The DCA Martingale strategy offers interesting opportunities, but it is important to remember that all investments involve risks. It is essential to conduct thorough research, diversify the portfolio, and consider financial goals and risk tolerance. No investment strategy is guaranteed, so staying informed is necessary. Adopting a balanced approach and seeking professional guidance when needed are fundamental elements of a successful investment strategy.
How to use the DCA Martingale strategy in Anny?
When creating a trade signal, you can choose the DCA Advanced (Martingale) entry method. This option presents several configuration parameters and a simulation table. This table facilitates understanding by predicting the orders that will be created based on the defined configuration. Simply make adjustments to the parameters and view the order projection.
The parameters that you can configure are:
- Base order size (%): Percentage of investment that will be used only in the first order (base order). For example, if you set it to 10%, and the investment in the signal is set at $100, it will result in an initial order of $10. The remaining $90 will be proportionally distributed among the other orders (safety orders), taking into account the other configuration parameters.
- Base price deviation (%): It is the percentage difference from the required price to place the first order.

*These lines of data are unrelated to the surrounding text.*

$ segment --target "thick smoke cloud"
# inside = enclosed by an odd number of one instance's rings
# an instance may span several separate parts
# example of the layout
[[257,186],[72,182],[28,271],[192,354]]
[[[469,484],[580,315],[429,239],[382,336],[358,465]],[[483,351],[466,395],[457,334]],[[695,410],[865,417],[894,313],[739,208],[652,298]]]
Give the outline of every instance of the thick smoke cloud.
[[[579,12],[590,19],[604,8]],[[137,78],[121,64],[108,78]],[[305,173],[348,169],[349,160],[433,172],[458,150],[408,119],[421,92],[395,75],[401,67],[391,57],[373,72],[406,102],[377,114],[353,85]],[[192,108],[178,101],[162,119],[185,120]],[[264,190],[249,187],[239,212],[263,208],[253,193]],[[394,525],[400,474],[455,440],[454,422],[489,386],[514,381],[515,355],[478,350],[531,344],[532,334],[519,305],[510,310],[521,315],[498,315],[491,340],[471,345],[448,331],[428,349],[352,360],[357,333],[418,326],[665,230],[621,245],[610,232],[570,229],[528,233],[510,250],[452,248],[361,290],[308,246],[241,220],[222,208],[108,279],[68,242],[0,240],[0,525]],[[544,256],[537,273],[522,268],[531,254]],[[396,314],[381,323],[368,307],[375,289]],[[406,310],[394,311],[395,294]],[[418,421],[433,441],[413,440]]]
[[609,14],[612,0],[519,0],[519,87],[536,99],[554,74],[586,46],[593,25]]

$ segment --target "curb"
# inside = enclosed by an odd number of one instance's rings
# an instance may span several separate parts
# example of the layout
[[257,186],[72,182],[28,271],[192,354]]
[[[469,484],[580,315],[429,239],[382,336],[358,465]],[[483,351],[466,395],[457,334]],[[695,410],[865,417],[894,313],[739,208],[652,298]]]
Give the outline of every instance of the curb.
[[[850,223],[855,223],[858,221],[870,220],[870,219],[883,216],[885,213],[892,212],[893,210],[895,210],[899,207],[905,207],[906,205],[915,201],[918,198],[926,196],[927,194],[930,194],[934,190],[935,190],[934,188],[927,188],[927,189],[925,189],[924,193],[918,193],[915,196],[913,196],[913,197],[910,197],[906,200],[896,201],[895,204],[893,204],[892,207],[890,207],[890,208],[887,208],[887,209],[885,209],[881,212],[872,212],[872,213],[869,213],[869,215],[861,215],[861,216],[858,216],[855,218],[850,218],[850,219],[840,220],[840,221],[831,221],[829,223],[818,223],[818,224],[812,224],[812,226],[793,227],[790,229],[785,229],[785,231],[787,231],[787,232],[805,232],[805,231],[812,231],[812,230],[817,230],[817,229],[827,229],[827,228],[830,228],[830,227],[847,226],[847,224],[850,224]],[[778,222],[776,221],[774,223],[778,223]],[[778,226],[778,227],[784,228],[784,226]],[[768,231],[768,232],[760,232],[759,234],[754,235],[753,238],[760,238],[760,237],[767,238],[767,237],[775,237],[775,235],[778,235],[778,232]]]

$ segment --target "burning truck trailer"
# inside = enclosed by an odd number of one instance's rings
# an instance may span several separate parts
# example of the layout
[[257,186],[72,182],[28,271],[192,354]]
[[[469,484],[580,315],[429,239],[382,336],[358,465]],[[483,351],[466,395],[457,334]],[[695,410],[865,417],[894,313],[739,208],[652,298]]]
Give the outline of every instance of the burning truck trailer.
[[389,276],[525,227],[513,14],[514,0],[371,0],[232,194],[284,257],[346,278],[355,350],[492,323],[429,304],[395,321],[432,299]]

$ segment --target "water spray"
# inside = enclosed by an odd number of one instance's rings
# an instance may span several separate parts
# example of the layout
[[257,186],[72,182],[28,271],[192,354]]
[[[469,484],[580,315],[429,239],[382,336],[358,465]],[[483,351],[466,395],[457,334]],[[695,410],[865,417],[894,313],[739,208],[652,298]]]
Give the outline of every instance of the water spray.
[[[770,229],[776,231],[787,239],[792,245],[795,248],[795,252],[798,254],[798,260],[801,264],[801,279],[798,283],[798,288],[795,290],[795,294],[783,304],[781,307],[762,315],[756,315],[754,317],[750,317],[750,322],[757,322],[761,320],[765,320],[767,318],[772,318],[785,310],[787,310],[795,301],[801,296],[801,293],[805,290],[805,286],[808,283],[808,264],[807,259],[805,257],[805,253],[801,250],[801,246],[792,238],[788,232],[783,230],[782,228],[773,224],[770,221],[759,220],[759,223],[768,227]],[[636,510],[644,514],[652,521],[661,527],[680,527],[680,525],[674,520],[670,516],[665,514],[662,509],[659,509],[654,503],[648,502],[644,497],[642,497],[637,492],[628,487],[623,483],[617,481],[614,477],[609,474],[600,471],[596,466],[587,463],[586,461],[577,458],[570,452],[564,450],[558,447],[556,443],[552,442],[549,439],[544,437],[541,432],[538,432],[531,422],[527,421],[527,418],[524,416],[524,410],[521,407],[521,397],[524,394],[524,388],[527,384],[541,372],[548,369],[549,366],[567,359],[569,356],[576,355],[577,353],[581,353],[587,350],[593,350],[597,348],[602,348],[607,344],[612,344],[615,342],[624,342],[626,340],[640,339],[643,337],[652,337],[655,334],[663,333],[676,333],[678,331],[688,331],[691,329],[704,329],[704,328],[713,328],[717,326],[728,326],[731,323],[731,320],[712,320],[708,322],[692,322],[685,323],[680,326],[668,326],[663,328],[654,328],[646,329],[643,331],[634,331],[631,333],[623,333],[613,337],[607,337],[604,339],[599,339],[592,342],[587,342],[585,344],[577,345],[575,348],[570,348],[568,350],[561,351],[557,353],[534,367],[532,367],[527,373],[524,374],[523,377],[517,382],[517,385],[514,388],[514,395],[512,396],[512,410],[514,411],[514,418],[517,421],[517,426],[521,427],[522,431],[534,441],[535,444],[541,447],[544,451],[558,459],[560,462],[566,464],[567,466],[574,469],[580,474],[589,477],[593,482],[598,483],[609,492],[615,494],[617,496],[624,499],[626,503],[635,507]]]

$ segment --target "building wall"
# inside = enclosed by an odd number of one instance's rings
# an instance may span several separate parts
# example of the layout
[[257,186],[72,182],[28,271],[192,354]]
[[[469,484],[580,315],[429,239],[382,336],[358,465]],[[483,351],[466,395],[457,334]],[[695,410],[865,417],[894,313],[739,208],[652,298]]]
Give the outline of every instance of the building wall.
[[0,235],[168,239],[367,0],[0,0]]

For example, if you set a value of 1% and the current price of the coin is $1000, the first order will be created at a price of $990, i.e., 1% lower.
- Safety order size multiplier: It is used to multiply the amount of funds used from the second order onwards (safety orders). If you set a multiplier greater than 1, it will make the last orders have a larger quantity than the first ones, and if you set a value less than 1, it will have the opposite effect, with the last orders being smaller.

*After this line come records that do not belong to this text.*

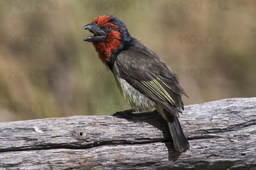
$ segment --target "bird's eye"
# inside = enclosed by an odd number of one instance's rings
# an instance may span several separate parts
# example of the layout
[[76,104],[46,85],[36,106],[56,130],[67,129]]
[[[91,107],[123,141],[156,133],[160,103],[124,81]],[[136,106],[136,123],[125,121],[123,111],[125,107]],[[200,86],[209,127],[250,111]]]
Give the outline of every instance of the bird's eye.
[[106,30],[107,31],[110,31],[112,29],[112,27],[110,26],[108,26],[106,27]]

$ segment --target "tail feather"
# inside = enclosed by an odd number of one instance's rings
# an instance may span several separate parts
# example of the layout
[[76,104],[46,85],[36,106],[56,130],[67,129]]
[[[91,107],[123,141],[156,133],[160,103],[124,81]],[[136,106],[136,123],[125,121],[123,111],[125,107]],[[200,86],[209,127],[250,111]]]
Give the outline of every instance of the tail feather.
[[180,152],[187,150],[189,148],[189,143],[184,134],[178,118],[167,111],[164,112],[165,116],[164,117],[165,117],[168,123],[175,149]]

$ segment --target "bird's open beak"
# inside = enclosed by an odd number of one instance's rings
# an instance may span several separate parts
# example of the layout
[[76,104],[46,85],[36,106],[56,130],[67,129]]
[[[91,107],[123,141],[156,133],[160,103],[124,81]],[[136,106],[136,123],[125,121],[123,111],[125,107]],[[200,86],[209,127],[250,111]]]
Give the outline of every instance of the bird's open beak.
[[106,39],[107,34],[96,23],[91,23],[87,24],[84,26],[82,28],[85,30],[88,29],[90,32],[94,34],[92,37],[88,37],[84,38],[84,41],[89,42],[98,42],[104,41]]

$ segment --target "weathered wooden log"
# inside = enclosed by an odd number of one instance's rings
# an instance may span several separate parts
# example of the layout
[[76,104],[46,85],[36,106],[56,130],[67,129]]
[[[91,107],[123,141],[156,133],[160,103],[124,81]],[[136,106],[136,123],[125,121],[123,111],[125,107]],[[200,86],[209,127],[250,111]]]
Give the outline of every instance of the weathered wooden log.
[[256,98],[187,106],[190,148],[175,150],[156,112],[1,123],[0,169],[255,170]]

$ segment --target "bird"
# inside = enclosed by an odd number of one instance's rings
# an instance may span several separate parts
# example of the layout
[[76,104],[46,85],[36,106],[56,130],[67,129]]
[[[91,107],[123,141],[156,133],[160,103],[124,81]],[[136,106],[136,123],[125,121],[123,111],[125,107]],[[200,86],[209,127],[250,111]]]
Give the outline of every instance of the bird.
[[112,15],[95,18],[82,27],[93,34],[91,42],[99,59],[113,73],[131,112],[156,110],[167,121],[175,149],[189,148],[179,121],[184,110],[183,96],[177,76],[154,52],[131,36],[125,24]]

- Price deviation multiplier: It is a multiplier relative to the percentage price deviation. If you use a value greater than 1, it will gradually increase the percentage price deviation between orders. If you use a value less than 1, it will have the opposite effect, decreasing the percentage as the orders progress.

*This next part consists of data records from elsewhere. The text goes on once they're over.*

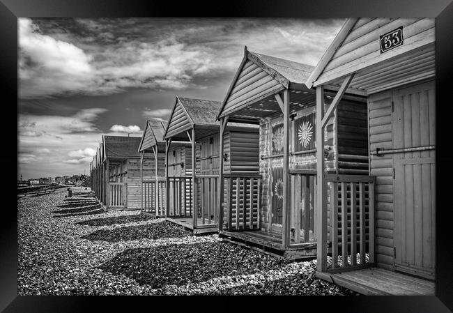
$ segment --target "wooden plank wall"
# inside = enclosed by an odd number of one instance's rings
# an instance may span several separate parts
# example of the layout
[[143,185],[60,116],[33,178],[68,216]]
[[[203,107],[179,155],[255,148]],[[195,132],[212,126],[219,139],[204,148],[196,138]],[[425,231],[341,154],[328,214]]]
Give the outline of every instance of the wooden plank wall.
[[[381,54],[379,36],[401,26],[404,43]],[[432,43],[435,40],[435,29],[433,18],[360,19],[325,66],[316,85]]]
[[245,103],[251,103],[266,94],[272,94],[283,86],[256,64],[247,60],[238,77],[225,103],[224,112],[228,113]]
[[[140,188],[141,181],[140,181],[140,159],[128,159],[125,182],[128,183],[128,210],[139,210],[140,203]],[[151,166],[151,165],[150,165]],[[154,167],[154,166],[153,166]],[[148,171],[151,174],[153,169]],[[144,171],[144,173],[145,171]]]
[[[325,106],[325,109],[328,105]],[[312,114],[314,107],[293,112],[294,120]],[[325,169],[329,173],[368,174],[367,104],[343,100],[338,109],[334,112],[328,121],[325,130],[325,148],[329,148],[325,158]],[[266,119],[260,121],[259,134],[259,174],[262,177],[261,190],[261,227],[269,227],[270,210],[270,165],[281,166],[281,158],[261,160],[261,155],[270,155],[272,135],[270,127],[273,119]],[[291,140],[297,138],[298,130],[295,123],[291,124]],[[314,137],[313,137],[314,139]],[[293,145],[293,144],[292,144]],[[292,148],[291,148],[292,151]],[[339,157],[339,155],[341,158]],[[316,152],[298,154],[290,157],[290,166],[296,169],[316,169]]]
[[171,119],[169,121],[167,135],[170,137],[183,130],[191,128],[190,122],[181,105],[178,103],[175,107]]
[[231,150],[228,154],[229,164],[227,165],[225,162],[225,165],[231,167],[229,171],[233,174],[257,174],[259,167],[259,133],[231,132],[228,135]]
[[[174,152],[174,155],[173,155]],[[185,146],[176,146],[171,148],[169,151],[169,176],[181,176],[185,175],[185,171],[182,170],[181,165],[174,165],[174,163],[179,163],[185,162],[186,151]],[[186,168],[186,164],[184,164],[184,169]]]
[[[392,148],[392,91],[369,96],[369,149]],[[393,269],[392,155],[370,155],[370,175],[376,175],[376,257],[377,266]]]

- Price deviation: It is the percentage difference from the required price to place the subsequent orders (safety orders) after the first (base order). For example, if you set a value of 1% and the first order was already 1% below the current price, this means that the second order will be created 2% below, the third 3% below, and so on.
- Maximum amount of orders: It is the maximum number of DCA entry orders that can be created throughout the trade. All orders will be placed at the limit on the exchange's order book.
- Maximum amount of open orders: This is the number of orders that can be placed in advance in the exchange's order book. In other words, it is the number of orders that will be open at the same time. The remaining orders will be placed after these are filled, maintaining the maximum number of open orders.
Rule: for the entry, if any of these open orders have an error, none of them will be executed. For example, if a maximum of 5 open orders is selected at the same time, and there is an error in the third order among the first 5 entries, none of them will be executed because the entry is considered as a whole package.
These are the parameters necessary to configure the DCA entry strategy. As they are defined, it will be possible to visualize the order forecast in the simulation table. It is also possible to configure some simulation parameters, allowing you to define the allocation value and the simulated take profit percentage.
When configuring your DCA entry, make sure to balance the maximum number of orders with your allocation value, as the order sizes may become smaller than what is allowed for the currency on the exchange.
Example of errors:
Notifications
Notifications will not be sent every time new orders are placed. Notifications will be sent when a proportion of 25% of orders is filled. For example, in the case of 200 orders, an entry notification will be sent and then notifications will be sent when 50 orders are filled. Another notification will be sent when 100 orders are filled, and so on.
Conclusion
The DCA Martingale strategy can be an interesting approach for investments, combining the regularity of purchases with adaptation to the asset's price. By using Anny, you can explore and leverage this strategy in your investment journey, positioning yourself well to pursue your financial goals in a positive and responsible manner.
Rules:
- If you place a manual SL order, you must cancel open DCA orders.
- If you want to exit a DCA position prematurely, simply make a Take profit. Open DCA orders will be automatically cancelled.